Strawberries are a year-round anchor of the berry category in U.S. supermarkets, representing nearly two-thirds of the sales volume and more than $3 billion in annual sales.

A recent national survey revealed that one-third of U.S. consumers named strawberries as their favorite fruit. It’s no wonder that purchase intent for strawberries is at an all-time high, with nine in 10 consumers indicating they definitely/probably would buy fresh strawberries, according to the California Strawberry Commission.

“California strawberry farmers are a dedicated and skilled group of people. Many come from generations of farmers, starting as strawberry pickers and working their way up to acquire land and grow their own crops,” the commission noted. “All along the central and southern coast, hundreds of California strawberry farmers are cultivating the majority of all the U.S.-grown strawberries on less than 1 percent of the Golden State’s farmland. In many cases, second- and third-generation farmers keep producing America’s favorite fruit.”

Approximately 90 percent of strawberries grown in the U.S. originate in California, with strawberry farms returning 97 cents of every farm dollar to their local communities. 

The 2021 projected total for strawberries project reaching 9.2 million trays in May.

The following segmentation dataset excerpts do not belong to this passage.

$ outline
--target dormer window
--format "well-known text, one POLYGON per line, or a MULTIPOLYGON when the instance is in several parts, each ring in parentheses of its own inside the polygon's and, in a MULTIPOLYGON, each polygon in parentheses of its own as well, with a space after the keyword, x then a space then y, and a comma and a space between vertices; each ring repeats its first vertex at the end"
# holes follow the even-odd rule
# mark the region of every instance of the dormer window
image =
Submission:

“With good weather, we can expect the normal surge of excellent quality strawberries in May, and consistent weekly supplies through June,” the commission noted.

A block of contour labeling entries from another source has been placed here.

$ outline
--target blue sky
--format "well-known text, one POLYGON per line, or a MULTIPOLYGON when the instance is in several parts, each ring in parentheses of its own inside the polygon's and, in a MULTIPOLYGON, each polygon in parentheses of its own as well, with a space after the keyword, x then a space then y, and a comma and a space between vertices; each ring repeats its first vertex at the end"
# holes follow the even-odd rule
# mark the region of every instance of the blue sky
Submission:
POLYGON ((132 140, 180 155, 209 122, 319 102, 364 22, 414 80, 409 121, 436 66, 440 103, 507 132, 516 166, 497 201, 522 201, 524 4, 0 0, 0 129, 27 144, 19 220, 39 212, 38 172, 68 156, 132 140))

Blueberries are also on the rise, with sales showing increased numbers during the pandemic.

According to the Highbush Blueberry Council, the blueberry industry is responsible for creating and sustaining more than 44,535 full-time equivalent jobs each year and generating $4.7 billion in total economic impact.

“The U.S. highbush blueberry industry — including 12,739 blueberry farms — is a powerful financial force,” said Kasey Cronquist, president of the U.S. Highbush Blueberry Council. “Behind every farm are growers who not only tend a truly remarkable superfruit, but also stimulate business activity, create thousands of jobs and contribute mightily to the economy.”

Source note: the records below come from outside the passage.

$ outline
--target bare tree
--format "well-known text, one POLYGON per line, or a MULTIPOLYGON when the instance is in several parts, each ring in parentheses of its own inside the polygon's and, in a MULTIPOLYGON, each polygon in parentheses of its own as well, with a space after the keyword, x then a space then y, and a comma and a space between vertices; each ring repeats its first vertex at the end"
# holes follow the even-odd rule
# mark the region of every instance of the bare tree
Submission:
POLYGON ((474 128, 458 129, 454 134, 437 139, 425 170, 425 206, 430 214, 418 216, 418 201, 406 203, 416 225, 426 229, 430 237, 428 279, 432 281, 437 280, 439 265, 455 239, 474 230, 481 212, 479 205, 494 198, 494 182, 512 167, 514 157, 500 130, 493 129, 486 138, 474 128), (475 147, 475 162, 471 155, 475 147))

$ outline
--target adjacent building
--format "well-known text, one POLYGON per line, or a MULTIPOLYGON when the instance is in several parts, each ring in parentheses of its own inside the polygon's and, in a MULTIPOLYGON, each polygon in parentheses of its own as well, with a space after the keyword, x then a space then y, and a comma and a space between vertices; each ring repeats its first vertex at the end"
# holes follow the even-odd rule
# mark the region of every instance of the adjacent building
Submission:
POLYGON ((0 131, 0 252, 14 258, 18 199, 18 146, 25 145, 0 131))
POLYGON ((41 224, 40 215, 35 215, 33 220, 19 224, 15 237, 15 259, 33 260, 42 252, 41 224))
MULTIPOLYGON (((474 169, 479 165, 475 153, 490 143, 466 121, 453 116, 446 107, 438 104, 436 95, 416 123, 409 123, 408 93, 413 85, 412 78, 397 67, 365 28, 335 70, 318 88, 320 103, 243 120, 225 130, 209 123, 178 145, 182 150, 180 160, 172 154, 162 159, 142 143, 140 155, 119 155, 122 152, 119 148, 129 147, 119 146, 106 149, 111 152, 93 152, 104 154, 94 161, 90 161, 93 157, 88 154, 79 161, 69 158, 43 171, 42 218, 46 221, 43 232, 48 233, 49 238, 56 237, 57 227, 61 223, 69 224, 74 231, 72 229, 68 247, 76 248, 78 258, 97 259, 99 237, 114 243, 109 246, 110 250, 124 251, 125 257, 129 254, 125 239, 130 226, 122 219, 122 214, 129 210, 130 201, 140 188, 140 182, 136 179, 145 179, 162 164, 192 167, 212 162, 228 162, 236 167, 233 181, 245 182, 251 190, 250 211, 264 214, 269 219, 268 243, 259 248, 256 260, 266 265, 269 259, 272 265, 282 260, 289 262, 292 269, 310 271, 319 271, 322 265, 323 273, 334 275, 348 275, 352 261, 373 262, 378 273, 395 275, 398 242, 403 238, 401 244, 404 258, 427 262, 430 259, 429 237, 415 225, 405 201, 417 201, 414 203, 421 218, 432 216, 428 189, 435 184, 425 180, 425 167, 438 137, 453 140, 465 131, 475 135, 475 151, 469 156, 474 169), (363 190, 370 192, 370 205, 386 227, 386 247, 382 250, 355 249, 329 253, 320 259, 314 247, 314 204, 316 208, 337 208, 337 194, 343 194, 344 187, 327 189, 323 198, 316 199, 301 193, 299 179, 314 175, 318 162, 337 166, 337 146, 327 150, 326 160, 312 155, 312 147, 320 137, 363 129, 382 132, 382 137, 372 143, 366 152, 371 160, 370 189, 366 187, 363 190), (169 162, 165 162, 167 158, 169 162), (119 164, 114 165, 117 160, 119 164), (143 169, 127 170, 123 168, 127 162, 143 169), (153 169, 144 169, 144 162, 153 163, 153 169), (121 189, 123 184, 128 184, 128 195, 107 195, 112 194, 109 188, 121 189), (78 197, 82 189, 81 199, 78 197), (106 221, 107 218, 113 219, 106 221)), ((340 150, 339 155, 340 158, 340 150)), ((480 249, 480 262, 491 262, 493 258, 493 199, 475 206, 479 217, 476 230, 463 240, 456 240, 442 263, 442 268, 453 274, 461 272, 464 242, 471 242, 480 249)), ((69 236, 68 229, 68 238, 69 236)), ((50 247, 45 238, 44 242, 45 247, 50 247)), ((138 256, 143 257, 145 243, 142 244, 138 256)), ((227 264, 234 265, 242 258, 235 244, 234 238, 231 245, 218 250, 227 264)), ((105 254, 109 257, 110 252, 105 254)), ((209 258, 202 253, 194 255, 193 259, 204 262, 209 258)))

Cronquist believes innovation will continue to propel the industry forward. This starts with improved genetics, and includes areas such as advancements in machinery, precision agriculture, robotics, artificial intelligence, and more.

Consumers are eating berries at home, in the office, at school, on the go, mixed in with other food, blended into a smoothie, and hundreds of other ways. Retailers can cater to them all by carrying multiple pack sizes, like small serving size packs for a children’s lunch box, or the big bulk packs for consumers who want to enjoy berries throughout the day, perhaps in a smoothie in the morning, a snack in the afternoon, and a topping for dessert.

For retailers, the secret to increasing berry sales is to create eye-catching displays at the front of the produce department, drawing customers in and helping the whole department. Cross-merchandising can also open up improved possibilities for sales.